Voice, Sign, Type: The Lively Communication Dance

My friend Treshelle Edmond is a Deaf actress and phenomenal communicator. We met up after her performance in “Children of a Lesser God,” now playing on Broadway. The play spotlights Deaf culture, and many Deaf actors, directors, and community members contributed to the show’s success.

Treshelle introduced me to her friends. One after another, each person watched my hands as I signed in the air between us. They then responded by typing on my wireless keyboard, accommodating my preference for braille. The conversations bounced back-and-forth through these two different channels.

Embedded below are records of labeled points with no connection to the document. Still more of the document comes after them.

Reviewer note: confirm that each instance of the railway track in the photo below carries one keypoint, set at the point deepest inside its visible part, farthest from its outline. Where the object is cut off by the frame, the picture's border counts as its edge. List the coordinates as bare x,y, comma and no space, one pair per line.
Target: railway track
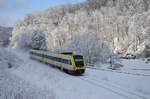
112,88
137,74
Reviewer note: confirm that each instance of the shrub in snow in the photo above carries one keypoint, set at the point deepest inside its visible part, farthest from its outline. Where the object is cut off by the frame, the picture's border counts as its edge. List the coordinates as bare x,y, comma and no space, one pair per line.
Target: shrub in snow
146,52
38,40
89,46
32,39
8,59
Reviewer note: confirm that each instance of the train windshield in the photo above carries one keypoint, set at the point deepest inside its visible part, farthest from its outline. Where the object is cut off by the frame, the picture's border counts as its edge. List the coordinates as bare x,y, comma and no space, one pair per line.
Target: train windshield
78,60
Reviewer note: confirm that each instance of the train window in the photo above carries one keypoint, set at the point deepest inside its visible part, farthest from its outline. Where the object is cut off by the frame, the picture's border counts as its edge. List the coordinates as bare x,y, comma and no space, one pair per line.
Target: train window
78,60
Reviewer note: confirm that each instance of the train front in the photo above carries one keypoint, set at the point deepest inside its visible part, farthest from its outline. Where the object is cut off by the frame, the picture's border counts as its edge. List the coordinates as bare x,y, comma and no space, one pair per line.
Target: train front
79,65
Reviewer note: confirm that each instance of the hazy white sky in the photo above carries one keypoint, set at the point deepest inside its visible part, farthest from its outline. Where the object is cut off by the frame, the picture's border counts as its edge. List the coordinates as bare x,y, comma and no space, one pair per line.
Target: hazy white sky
12,10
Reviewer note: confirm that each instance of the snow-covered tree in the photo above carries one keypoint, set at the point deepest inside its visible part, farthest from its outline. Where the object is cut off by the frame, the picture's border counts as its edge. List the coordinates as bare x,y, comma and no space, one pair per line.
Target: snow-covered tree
88,45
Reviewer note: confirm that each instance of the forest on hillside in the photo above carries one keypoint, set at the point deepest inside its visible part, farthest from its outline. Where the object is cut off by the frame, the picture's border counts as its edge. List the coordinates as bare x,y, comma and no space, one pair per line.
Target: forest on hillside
93,28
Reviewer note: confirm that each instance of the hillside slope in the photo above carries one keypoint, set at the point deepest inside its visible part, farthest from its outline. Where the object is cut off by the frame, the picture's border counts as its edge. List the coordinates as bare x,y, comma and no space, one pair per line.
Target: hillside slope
123,25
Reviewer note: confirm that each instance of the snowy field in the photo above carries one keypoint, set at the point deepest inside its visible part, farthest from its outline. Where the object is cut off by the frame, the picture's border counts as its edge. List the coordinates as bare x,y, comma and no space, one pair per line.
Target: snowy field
35,80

We held space for a moment of connection, looking past typos and signos.

“It’s wonderful to meet a friend of Treshelle,” Joshua Jackson typed.

“She’s amazing! Congratulations to you, too.” Josh played one of the leading characters.

“Thanks,” he said. “I’ve learned so much from Treshelle.” A few moments later, Josh wrote, “Would you sign that again? Slowly. It’s a little hard when it’s fast.”

“Absolutely.” My hands slowed down, carefully shaping each sign.

Over the next minute, Josh asks me to repeat myself two more times. Was my signing that bad? Did I do something wrong? Maybe he grew up using a different sign language, like French Sign Language?

“Happy to sign that again. I’m wondering… What’s your first language? What’s the easiest way for you to communicate?”

“Well, as a hearing person—“

“I thought you were Deaf!”


“The last four people I talked to are Deaf.” My shoulders shake with laughter. “I can’t believe I just assumed you’re Deaf. Anyways, I don’t mind voicing. Usually I use my voice when I’m talking to hearing people. Would that be easier for you?”

Through the rest of the evening I remembered to ask each new person: “How do you want to communicate?” Some Deaf people don’t use sign language. Some hearing people choose to sign. The process of discovering each new person’s communication style is like a lively dance. Sometimes, we get these hilarious moments where two people are not sure how to connect. So we ask and learn.